17/05/2026
The ongoing destruction of NSW’s native forests under the guise of “sustainable forestry” has become one of the greatest environmental failures in modern Australia. Those acting as mouthpieces for the native forest logging industry continue to promote misinformation, while ignoring the overwhelming evidence of environmental harm, repeated legal breaches and the catastrophic impacts on biodiversity.
The reality is that the NSW native forest logging industry has become synonymous with environmental destruction, regulatory failure and the systematic degradation of some of Australia’s most biodiverse public forests. The repeated prosecutions and convictions of Forestry Corporation of NSW in the NSW Land and Environment Court demonstrate a deeply entrenched pattern of unlawful conduct during native forest logging operations. These are not isolated incidents or minor technical breaches. They involve serious environmental offences, including the destruction of habitat for threatened species and breaches of legally binding environmental protections.

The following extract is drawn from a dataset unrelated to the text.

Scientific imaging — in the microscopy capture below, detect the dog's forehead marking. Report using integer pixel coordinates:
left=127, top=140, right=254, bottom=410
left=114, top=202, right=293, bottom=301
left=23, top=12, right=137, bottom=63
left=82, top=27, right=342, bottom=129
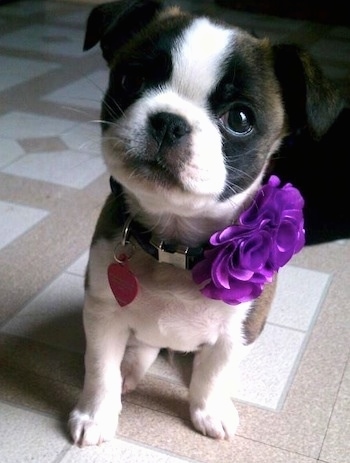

If private landholders or ordinary citizens caused similar levels of environmental destruction to threatened species habitat, they would face severe penalties and potentially criminal prosecution. Yet under the Regional Forest Agreement system, industrial native forest logging continues to enjoy extraordinary exemptions from national environmental laws that would apply to virtually any other industry.
The Regional Forest Agreements have effectively operated as a political licence to log and destroy critical habitat across vast areas of public native forest. These agreements were established decades ago under assumptions that no longer reflect the biodiversity and climate crises confronting Australia today. Numerous scientists, conservationists and former judicial figures have questioned how an industry responsible for ongoing ecological damage can continue to operate with such weak oversight and limited accountability.
The destruction of hollow-bearing trees, rainforest elements, stream buffers and the habitat of threatened species including the Greater Glider, Koala and Yellow-bellied Glider is not “sustainable forest management.” It is environmental vandalism on a landscape scale.
At a time when Australia is facing accelerating biodiversity decline, worsening climate impacts and increasing extinction risks, continuing native forest logging in publicly owned forests is indefensible. The overwhelming majority of Australia’s timber and housing construction needs can already be supplied from plantation resources, removing any credible justification for the continued destruction of high conservation value native forests.
NSW’s native forests are far more valuable standing intact — protecting water catchments, storing carbon, supporting tourism, preserving Aboriginal cultural heritage and safeguarding wildlife found nowhere else on Earth. Future generations will rightly question how governments allowed the continued industrial destruction of these irreplaceable ecosystems despite repeated warnings from scientists, conservationists and the courts.
The time has come to end native forest logging in NSW permanently and transition fully to sustainable plantation-based timber production.